While I get offended by overtly and outrageously racist statements, what perturbs me the most is the unintentional racism weaved into daily conversations, better known as microaggression, simply because these stereotypes have been confused with reality. There was once when I was in class and my tutor brought up an example of the Chinese government’s economic policies, looked at me, referred to me as a Chinese student and asked me to elaborate on “my president’s actions”.

I understand that she genuinely did not know that I was Singaporean, that my first language is not Chinese, and that I was a complete stranger to Chinese politics just like her. Nonetheless, I felt wronged, like my identity was set by a racial stereotype.

Is racism so inherently embedded in our society that rude behaviour is not only excused, but normalised?

For anyone experiencing racism, the most logical thing to do is to dispel these assumptions, and to allow other people to understand that their actions were wrong. Racist comments might sometimes stem from ignorance, and this is the best timing to rectify the perpetrator’s mistakes.

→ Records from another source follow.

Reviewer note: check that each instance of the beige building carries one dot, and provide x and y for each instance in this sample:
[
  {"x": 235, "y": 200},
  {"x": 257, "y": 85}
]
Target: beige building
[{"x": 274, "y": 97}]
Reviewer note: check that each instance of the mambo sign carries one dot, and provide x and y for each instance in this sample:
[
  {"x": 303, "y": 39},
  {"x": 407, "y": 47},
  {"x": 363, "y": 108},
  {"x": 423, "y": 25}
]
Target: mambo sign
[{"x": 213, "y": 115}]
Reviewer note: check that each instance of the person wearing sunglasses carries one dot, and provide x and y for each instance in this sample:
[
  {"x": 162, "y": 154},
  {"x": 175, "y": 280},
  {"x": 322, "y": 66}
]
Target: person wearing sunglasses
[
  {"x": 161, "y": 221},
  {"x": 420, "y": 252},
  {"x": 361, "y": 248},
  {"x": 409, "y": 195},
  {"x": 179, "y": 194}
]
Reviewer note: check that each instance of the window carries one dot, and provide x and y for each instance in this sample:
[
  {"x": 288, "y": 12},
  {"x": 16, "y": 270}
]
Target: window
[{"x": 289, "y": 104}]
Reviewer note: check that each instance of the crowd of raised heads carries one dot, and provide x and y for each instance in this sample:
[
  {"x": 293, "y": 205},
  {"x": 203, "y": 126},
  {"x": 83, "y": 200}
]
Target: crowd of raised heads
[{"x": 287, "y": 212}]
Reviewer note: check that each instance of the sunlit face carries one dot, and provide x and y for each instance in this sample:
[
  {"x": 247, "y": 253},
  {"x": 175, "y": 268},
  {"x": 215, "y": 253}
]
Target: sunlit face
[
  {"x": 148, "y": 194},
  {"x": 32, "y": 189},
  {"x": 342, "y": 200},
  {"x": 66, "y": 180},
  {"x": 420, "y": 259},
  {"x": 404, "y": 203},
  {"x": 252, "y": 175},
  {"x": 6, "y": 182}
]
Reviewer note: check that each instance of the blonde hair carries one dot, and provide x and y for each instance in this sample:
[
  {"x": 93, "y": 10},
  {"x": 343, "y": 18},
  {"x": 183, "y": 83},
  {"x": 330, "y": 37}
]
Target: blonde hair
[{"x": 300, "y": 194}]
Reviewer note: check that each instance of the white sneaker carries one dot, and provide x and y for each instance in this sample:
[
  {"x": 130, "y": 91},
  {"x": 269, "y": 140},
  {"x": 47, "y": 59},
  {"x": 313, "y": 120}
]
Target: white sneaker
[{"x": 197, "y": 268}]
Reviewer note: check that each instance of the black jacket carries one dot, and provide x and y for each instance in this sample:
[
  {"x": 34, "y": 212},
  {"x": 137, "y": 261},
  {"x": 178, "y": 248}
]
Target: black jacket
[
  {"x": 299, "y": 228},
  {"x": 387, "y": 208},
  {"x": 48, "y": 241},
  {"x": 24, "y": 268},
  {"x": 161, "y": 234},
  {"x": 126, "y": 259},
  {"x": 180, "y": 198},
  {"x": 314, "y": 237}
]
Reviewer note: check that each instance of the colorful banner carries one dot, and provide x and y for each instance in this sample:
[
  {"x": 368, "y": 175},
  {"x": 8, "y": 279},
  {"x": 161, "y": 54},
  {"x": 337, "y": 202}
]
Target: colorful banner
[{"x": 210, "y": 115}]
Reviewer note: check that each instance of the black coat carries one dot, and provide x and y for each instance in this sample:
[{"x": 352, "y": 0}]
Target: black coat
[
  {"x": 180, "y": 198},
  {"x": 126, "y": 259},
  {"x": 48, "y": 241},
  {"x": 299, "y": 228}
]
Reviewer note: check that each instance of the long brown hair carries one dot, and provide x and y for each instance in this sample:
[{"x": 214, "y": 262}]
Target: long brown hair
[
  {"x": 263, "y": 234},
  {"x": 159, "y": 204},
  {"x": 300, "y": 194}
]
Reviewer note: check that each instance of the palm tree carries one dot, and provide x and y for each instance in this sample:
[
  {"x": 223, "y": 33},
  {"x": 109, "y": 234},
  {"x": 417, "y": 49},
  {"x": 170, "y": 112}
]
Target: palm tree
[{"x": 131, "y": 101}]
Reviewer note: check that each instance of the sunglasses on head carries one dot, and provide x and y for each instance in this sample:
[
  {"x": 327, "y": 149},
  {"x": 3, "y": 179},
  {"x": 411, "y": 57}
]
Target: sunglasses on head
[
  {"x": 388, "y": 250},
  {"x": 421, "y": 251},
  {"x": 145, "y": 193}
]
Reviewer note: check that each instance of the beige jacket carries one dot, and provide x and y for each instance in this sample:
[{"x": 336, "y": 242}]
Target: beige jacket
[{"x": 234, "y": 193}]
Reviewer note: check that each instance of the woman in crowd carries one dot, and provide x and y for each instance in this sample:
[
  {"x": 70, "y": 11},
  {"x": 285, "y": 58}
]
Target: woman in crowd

Always stay calm and begin by politely informing the perpetrator of your discomfort. Clarify their intent behind their words, as they might not have understood the true implications of their statements.

In some situations, especially if the perpetrator is not receptive to learning from their mistakes or is aggressive, it is better to ignore your intuitive feelings of anger, and not waste your efforts preaching to them.

While directly speaking up and defending yourself is the best course of action, it may not be ideal if you are not calm enough to have a productive conversation or if you are in an unsafe environment in public.

Individual incidents of racism actually amount to a larger societal issue that many people, besides yourself, experience in different forms and degrees. It is important to raise awareness for racism because of how insidiously prevalent this social phenomenon is. You can do this by sharing your personal encounters with racism online to generate some open conversations and to enlighten others on certain micro-aggressive misconceptions. Find someone, a community group or an organisation that is willing to help if racism takes on a serious persistent form of racial bullying.

Speaking from personal experience, I usually do not feel comfortable enough to verbalise my responses to racist remarks. It is honestly quite a frightening experience being on the receiving end of racism, and I often choose to walk away and not retaliate in order to stay safe. Instead, I would confide in someone I trust about the incident to gain some form of emotional support.

Ultimately, when you are dealing with racism, it is very important to remember that you are never the one at fault and you should not feel wronged for someone else’s insensitive comments.